Todavía a día de hoy, en el plano social, hay muchos comportamientos, imágenes, estereotipos que refuerzan esta desposesión. Que forman parte de las prácticas culturales dominantes. Por ejemplo, ese imaginario colectivo que asume que las mujeres son más aptas para desempeñar labores de cuidado. Esas asunciones tienen su proyección en una división sexual de trabajo que persiste como parte de una estructura básica de la mayoría de las sociedades del mundo. Tal y como ya argumentaron algunas teóricas feministas como Feder o Moller, esa división es injusta porque limita las oportunidades de las mujeres para desarrollar otras capacidades y alcanzar el reconocimiento público, además de hacerlas más vulnerables a la pobreza, pues los trabajos orientados al cuidado siguen estando poco remunerados en el mejor de los escenarios.

Esa aptitud social es un elemento de la práctica cultural dominante que se presenta como el trasfondo normal de una sociedad democrática comprometida con la igualdad. Aunque el mercado laboral abre todas las ocupaciones en conformidad con un principio de igualdad, de manera que todo el mundo puede acceder a todas ellas según el principio del mérito, de facto no sucede así. Sin embargo, aparentemente es la forma más eficiente de organizar la economía, y es justa porque el sistema ofrece iguales oportunidades para todo el mundo para competir por todas las ocupaciones. Como en un juego, es legítimo para las mujeres acabar siendo desposeídas, porque todo el mundo tiene la suerte de “competir”.

Sin embargo, hay más mujeres que asumen las labores de cuidado. Todavía hoy existen trabajos típicamente femeninos fundamentados en labores de crianza, de educación, de cuidar el cuerpo de otros, de mediar en las tensiones que pueda haber en el ámbito laboral etc. Todos estos trabajos están basados en el género, y se realizan a menudo sin que nadie repare en ello o sin que sean reconocidos o remunerados.
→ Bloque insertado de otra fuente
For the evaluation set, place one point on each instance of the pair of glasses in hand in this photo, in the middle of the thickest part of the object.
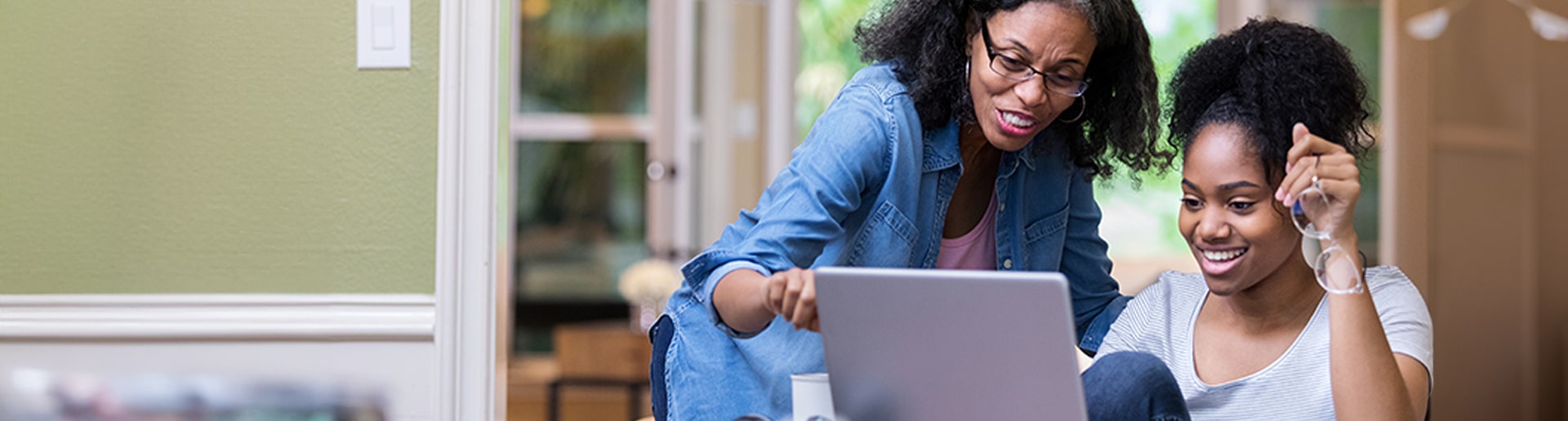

Es cierto que estas prácticas que forman parte de los hábitos y costumbres no se pueden sancionar con una ley. El cambio en estas aptitudes solo puede ocurrir si se toma conciencia de ellas, si se politizan. Politizarlas implica trasladarlas a la discusión pública a través de foros y medios de comunicación que nos lleven a la experimentación, a la toma de conciencia y a la formulación de representaciones culturales alternativas. Por supuesto, todo ello debería ir acompañado de una política activa de reorganización de las instituciones. De la adopción de políticas públicas que no legislen sobre el género, sino que mantengan una compresión crítica de las normas de género que imperan en la sociedad, y que son restrictivas y excluyentes. Sólo así podremos empezar a paliar este retroceso tan preocupante para la igualdad de género que se ha producido con la crisis.